Requirements Satisfied: Humanities
Meets: TBD
Contact: 802-656-4383,
TBD:
We will focus on how "religion" has been imagined and explained in the modern West. This will include attention to the way science, secularization, modern values, and cross-cultural perspectives have conditioned ways of viewing religious life and belief. We will examine some classic texts, authors, and theories on the nature of religion and in that sense the course will function as a kind of introduction to the academic study of religion. We will look carefully at two different ways of explaining religion: religion as a social construction and religion as a subjective, psychological reality. We will also consider the study of cross-cultural patterns of religious behaviors and symbols, and conclude with an analysis of contemporary issues such as evolution, fundamentalism, violence, and the clash of conservative and liberal culture.
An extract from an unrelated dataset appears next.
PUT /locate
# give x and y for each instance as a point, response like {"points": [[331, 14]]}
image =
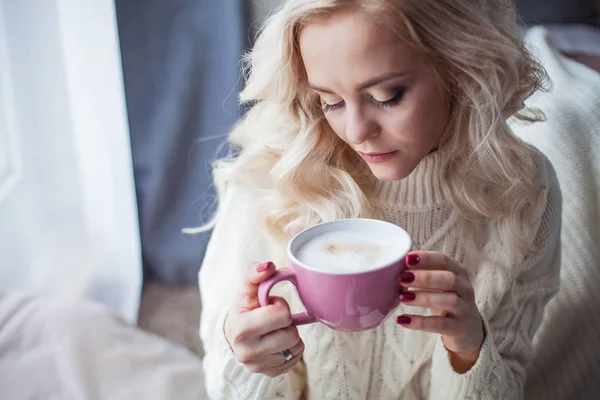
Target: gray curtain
{"points": [[182, 77], [543, 12]]}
Requirements Satisfied: Humanities
Meets: TBD
Contact: 802-656-4383, richard.sugarman@uvm.edu
Richard Sugarman: Professor of Religion and Director of IHP, has taught in the Integrated Humanities Program for over 27 years, and served as a director since 1989. The recipient of the Fall 2006 Dean's Lecture Award, he approaches religion as a philosopher, believing that the study of religion and philosophy should inform our understanding of the most urgent questions of contemporary life. When not teaching,Sugarman spends most of his time writing on the subject of time. He is the 2007 recipient of the George V. Kidder Outstanding Faculty Award.